As we read again and again and learn from wise teachers, the big picture begins to take shape in our minds. We get glimpses of the grand Story that inspire us to take up and read on. Foreign parts grow familiar, difficult parts make sense. The Word takes root in us so it can bear fruit through us. I read not just to get something for today, but to get the Word in my heart and mind so it is there when I need it.
I have hidden your word in my heart that I might not sin against you. –Psalm 119:11
What are you’re thoughts on the daily devotions model? Does it work for you or frustrate you? How do mindset and motives affect our regular Bible reading? What should be our goals in reading?


[1] They were right that these are crucial elements in spiritual health, growth and wholeness and that they are the first things to slide when a person pursues sin, but there may be more factors at play and more holistic solutions.
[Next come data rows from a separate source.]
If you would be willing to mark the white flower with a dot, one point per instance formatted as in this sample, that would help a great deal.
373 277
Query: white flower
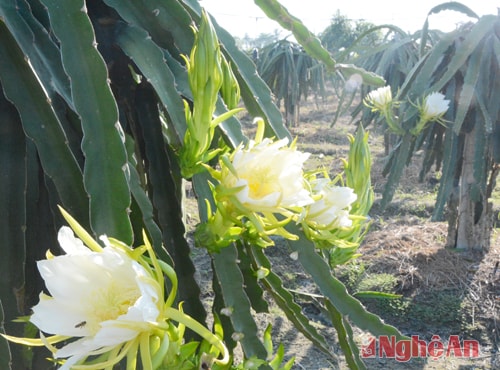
105 298
379 99
270 175
434 107
332 209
[2] On this point, see Neil Postman, Amusing Ourselves to Death.
[3] I’m fully aware of the anti-authority sentiments in this sentence and this post. I’m increasingly aware that I am by no means immune to the rebellious streak that blossomed in the 1960s and now characterizes America’s youth culture. I hope I’m learning to live in the tension between humbly learning from tradition and critically engaging past and present to find a more faithful way forward.
[4] E.g. Eugene Peterson, A Long Obedience in the Same Direction: Discipleship in an Instant Society (Downers Grove: InterVarsity, 1980; 2000).
[5] Daily bread, Jesus reminds us, is a gift we seek from the Father (Matthew 6:11), not a product we purchase. Reading scripture is a relational communion of heart and mind, not a results-driven religious obligation.
[6] There are, of course, some among us with extraordinary discipline, who thrive on the daily reading routine. But an equal danger lurks for them: routine can easily run dry. We may do it just to check a box, or worse, to tell others that we’ve checked a box. True, at least we’re doing it, but it doesn’t approach the joyful, worshipful experience that the quiet time promoters promise, so it too can produce discouragement.
[7] One might think of numerous other reasons for missing a day that would discourage a person who’s convinced that daily reading is essential: unexpected family emergency, illness, travel, etc.
[8] My defensive side wants to add: “Don’t even start with the ‘If you were really serious you’d make the time’ guilt trip. I’m a pretty serious guy, but that means I’ve got a lot going on. I try to do it all for God’s glory. Bible reading is one thing among many.” But I know there is some truth in that guilt trip and there is room to improve my priorities and practices. However, the point remains that life is full of unexpected event and competing demands, and “just making the time” is not as simple as some make is sound. If old habits are hard to break, new ones can be equally hard to begin and demanding ones can be hard to sustain.